Comparison of the Biochemical Properties and Roles in the Xyloglucan-Rich Biomass Degradation of a GH74 Xyloglucanase and Its CBM-Deleted Variant from Thielavia terrestris

Beibei Wang  1 Kaixiang Chen  1 Peiyu Zhang  1 Liangkun Long  1 Shaojun Ding  1
Affiliations

Comparison of the Biochemical Properties and Roles in the Xyloglucan-Rich Biomass Degradation of a GH74 Xyloglucanase and Its CBM-Deleted Variant from Thielavia terrestris

Beibei Wang et al. Int J Mol Sci. .

Abstract

Xyloglucan is closely associated with cellulose and still retained with some modification in pretreated lignocellulose; however, its influence on lignocellulose biodegradation is less understood.

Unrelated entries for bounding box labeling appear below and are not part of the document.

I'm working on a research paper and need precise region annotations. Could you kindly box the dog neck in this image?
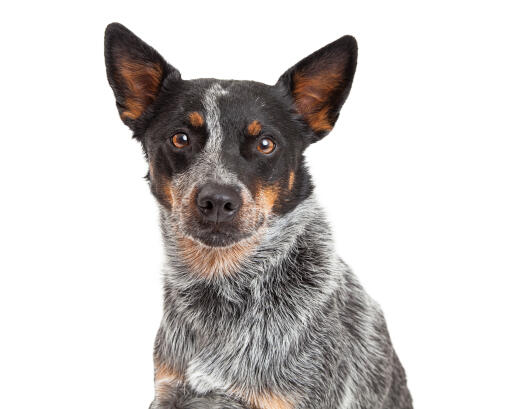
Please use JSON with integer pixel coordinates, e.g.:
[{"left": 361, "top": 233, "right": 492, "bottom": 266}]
[{"left": 161, "top": 195, "right": 339, "bottom": 303}]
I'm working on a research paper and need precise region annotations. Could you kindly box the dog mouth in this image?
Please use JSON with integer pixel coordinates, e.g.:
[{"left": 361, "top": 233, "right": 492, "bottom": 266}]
[{"left": 185, "top": 218, "right": 264, "bottom": 248}]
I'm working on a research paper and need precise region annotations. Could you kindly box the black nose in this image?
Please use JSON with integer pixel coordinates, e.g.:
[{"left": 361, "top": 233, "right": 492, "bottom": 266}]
[{"left": 197, "top": 183, "right": 241, "bottom": 222}]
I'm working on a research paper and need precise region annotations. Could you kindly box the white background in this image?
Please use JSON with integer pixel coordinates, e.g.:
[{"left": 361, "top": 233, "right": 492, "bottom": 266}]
[{"left": 0, "top": 0, "right": 511, "bottom": 409}]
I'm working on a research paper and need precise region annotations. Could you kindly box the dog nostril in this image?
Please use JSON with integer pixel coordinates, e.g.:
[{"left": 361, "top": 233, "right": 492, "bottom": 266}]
[
  {"left": 224, "top": 202, "right": 236, "bottom": 212},
  {"left": 195, "top": 183, "right": 241, "bottom": 223}
]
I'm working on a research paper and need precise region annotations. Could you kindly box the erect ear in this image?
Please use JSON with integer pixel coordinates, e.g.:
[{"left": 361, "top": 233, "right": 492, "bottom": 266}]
[
  {"left": 277, "top": 36, "right": 357, "bottom": 142},
  {"left": 105, "top": 23, "right": 181, "bottom": 129}
]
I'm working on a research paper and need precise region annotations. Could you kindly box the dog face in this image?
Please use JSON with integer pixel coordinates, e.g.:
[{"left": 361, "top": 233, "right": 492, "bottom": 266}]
[{"left": 105, "top": 23, "right": 357, "bottom": 248}]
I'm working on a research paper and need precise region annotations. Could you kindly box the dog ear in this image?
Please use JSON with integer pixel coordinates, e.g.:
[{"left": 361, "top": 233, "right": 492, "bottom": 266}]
[
  {"left": 276, "top": 36, "right": 357, "bottom": 142},
  {"left": 105, "top": 23, "right": 181, "bottom": 129}
]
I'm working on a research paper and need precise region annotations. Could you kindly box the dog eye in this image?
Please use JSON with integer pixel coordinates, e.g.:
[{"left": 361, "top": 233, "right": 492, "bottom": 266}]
[
  {"left": 257, "top": 138, "right": 277, "bottom": 155},
  {"left": 172, "top": 132, "right": 190, "bottom": 149}
]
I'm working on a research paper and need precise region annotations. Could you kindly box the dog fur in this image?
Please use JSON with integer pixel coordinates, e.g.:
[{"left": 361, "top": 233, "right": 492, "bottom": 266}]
[{"left": 105, "top": 23, "right": 412, "bottom": 409}]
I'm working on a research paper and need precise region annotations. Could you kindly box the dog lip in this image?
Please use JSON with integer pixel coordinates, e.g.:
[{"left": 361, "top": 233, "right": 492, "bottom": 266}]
[{"left": 188, "top": 226, "right": 252, "bottom": 247}]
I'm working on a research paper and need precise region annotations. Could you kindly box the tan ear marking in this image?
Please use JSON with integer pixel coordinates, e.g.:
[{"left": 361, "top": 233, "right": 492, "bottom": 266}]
[
  {"left": 119, "top": 59, "right": 162, "bottom": 119},
  {"left": 247, "top": 120, "right": 261, "bottom": 136},
  {"left": 293, "top": 69, "right": 341, "bottom": 132},
  {"left": 188, "top": 111, "right": 204, "bottom": 128}
]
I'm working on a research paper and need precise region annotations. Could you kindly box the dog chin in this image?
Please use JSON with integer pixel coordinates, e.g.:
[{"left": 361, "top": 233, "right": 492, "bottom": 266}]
[{"left": 189, "top": 231, "right": 251, "bottom": 248}]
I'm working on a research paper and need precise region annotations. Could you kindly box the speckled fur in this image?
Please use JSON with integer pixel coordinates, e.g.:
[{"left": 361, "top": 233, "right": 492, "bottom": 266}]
[{"left": 105, "top": 24, "right": 412, "bottom": 409}]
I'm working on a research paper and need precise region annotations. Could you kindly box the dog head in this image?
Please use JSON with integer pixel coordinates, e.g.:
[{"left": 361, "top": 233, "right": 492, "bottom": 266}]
[{"left": 105, "top": 23, "right": 357, "bottom": 249}]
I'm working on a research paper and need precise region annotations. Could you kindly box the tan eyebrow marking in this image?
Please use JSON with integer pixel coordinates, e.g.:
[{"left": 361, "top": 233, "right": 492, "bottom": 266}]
[
  {"left": 247, "top": 119, "right": 261, "bottom": 136},
  {"left": 188, "top": 111, "right": 204, "bottom": 128}
]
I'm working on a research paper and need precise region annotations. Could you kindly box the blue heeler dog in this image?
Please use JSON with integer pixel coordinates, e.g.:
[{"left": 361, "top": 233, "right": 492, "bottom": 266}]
[{"left": 105, "top": 23, "right": 412, "bottom": 409}]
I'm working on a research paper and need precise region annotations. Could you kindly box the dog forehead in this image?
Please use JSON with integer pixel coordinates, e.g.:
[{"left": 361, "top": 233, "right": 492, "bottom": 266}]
[{"left": 194, "top": 80, "right": 278, "bottom": 127}]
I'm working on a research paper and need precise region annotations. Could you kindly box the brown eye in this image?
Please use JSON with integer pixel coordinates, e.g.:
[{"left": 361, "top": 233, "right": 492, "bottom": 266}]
[
  {"left": 257, "top": 138, "right": 277, "bottom": 155},
  {"left": 172, "top": 132, "right": 190, "bottom": 149}
]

TtGH74 from Thielavia terrestris displayed much higher catalytic activity than previously characterized fungal GH74 xyloglucanases. The carbohydrate-binding module 1 (CBM1) deleted variant (TtGH74ΔCBM) had the same optimum temperature and pH but an elevated thermostability. TtGH74 displayed a high binding affinity on xyloglucan and cellulose, while TtGH74ΔCBM completely lost the adsorption capability on cellulose. Their hydrolysis action alone or in combination with other glycoside hydrolases on the free xyloglucan, xyloglucan-coated phosphoric acid-swollen cellulose or pretreated corn bran and apple pomace was compared. CBM1 might not be essential for the hydrolysis of free xyloglucan but still effective for the associated xyloglucan to an extent. TtGH74 alone or synergistically acting with the CBH1/EG1 mixture was more effective in the hydrolysis of xyloglucan in corn bran, while TtGH74ΔCBM showed relatively higher catalytic activity on apple pomace, indicating that the role and significance of CBM1 are substrate-specific. The degrees of synergy for TtGH74 or TtGH74ΔCBM with the CBH1/EG1 mixture reached 1.22-2.02. The addition of GH10 xylanase in TtGH74 or the TtGH74ΔCBM/CBH1/EG1 mixture further improved the overall hydrolysis efficiency, and the degrees of synergy were up to 1.50-2.16.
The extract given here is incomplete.